Browsing idly at Borders yesterday, I spied this book: George Steiner’s Lessons of the Masters. I’m embarrassed to say I had not known of it before, even though Steiner is one of those thinkers and writers I try to follow as closely as I can. His Real Presences continues to inspire me and was a great comfort in the worst days of dogmatically theory-driven literary studies.

I’ve just begun reading this book but already find it electric, bracing and deeply instructive. I am confident there’s much here that must have been greeted with some alarm or even dismay by the reviewers (I haven’t looked any of them up yet, but the cover alone will likely induce anger or worse in some readers), and certainly there’s much to argue over here, but as always the depth of Steiner’s insights, drawn from the astonishing breadth of his knowledge (and what he simply attends to), touches me to the quick.

Here are magical moments I want to set down now, while the glow of my first reading still lingers:

The fortunate among us will have met with true Masters, be they Socrates or Emerson, Nadia Boulanger or Max Perutz. Often, they remain anonymous: isolated school masters and mistresses who wake a child’s or an adolescent’s gift, who set obsession on its way. By lending a book, by staying after class willing to be sought out. In Judaism, the liturgy includes a special blessing for families at least one of whose offspring becomes a scholar….

The Socratic teacher is, famously, a midwife to the pregnant spirit, an alarm clock rousing us from amnesia, from what Heidegger would call “a forgetting of Being”…. What prevails is the motif of a creative sleeplessness. The Zen Master beats his disciples to keep them awake. Great teaching is insomnia, or ought to have been in the Garden at Gethsemane. Sleepwalkers are the natural enemies of the teacher. In Meno, Anytus, alert to the subversive, unsettling tactics of Socratic pedagogy, admonishes: “Be circumspect.” But no committed Master can be. Where there is acute discomfort–Socratic questioning can numb like “a stingray” says Meno 84–there is also love…
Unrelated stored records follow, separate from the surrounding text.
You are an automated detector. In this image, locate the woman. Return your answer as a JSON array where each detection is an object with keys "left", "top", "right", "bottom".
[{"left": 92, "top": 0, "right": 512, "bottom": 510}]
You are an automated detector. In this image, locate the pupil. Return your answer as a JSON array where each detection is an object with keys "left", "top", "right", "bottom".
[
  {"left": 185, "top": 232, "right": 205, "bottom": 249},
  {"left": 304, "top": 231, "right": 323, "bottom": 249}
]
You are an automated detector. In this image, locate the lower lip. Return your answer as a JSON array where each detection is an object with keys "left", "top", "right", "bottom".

The pulse of teaching is persuasion. The teacher solicits attention, agreement, and, optimally, collaborative dissent. He or she invites trust: “to exchange love for love and trust for trust” as Marx put it, idealistically, in his 1844 manuscripts. Persuasion is both positive–“share this skill with me, follow me into this art and practise, read this text”–and negative–“do not believe this, do not expend effort and time on that.” The dynamics are the same: to build a community out of communication, a coherence of shared feelings, passions, refusals…. The Master, the pedagogue addresses the intellect, the imagination, the nervous system, the very inward of his listeners…. A charismatic Master, an inspired “prof” take in hand, in a radically “totalitarian,” psychosomatic grasp, the living spirit of their students or disciples. The dangers and privileges are unbounded….
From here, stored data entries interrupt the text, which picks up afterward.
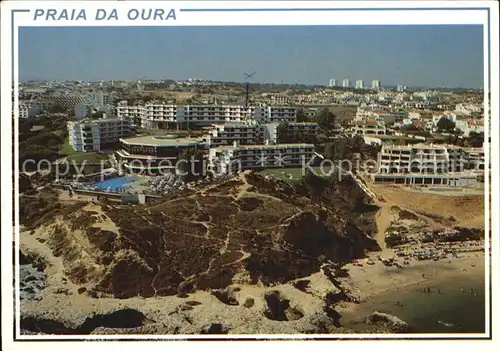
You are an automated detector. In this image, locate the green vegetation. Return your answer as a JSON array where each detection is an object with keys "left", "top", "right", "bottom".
[
  {"left": 66, "top": 152, "right": 108, "bottom": 164},
  {"left": 296, "top": 108, "right": 308, "bottom": 122},
  {"left": 437, "top": 117, "right": 456, "bottom": 132},
  {"left": 19, "top": 115, "right": 110, "bottom": 176},
  {"left": 19, "top": 115, "right": 69, "bottom": 165},
  {"left": 443, "top": 132, "right": 484, "bottom": 148},
  {"left": 58, "top": 136, "right": 76, "bottom": 156},
  {"left": 48, "top": 103, "right": 67, "bottom": 114},
  {"left": 319, "top": 135, "right": 380, "bottom": 161},
  {"left": 315, "top": 108, "right": 338, "bottom": 130}
]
A “master class,” a tutorial, a seminar, but even a lecture can generate an atmosphere saturated with tensions of the heart….

Fascinatingly, the interactive, correctible, interruptable media of word processors, of electronic textualities on the internet and the web, may amount to a return, to what Vico would call a ricorso, to orality. Screened texts are, in some sense, provisional and open-ended. These conditions may restore factors of authentic teaching as practised by Socrates and dramatized by Plato. At the same time, however, electronic literacy, with its limitless capacity for information storage and retrieval, with its data banks, militates against memory. And the face on the screen is never that live countenance which Plato or Levinas judge indispensable in any fruitful encounter between Master and disciple.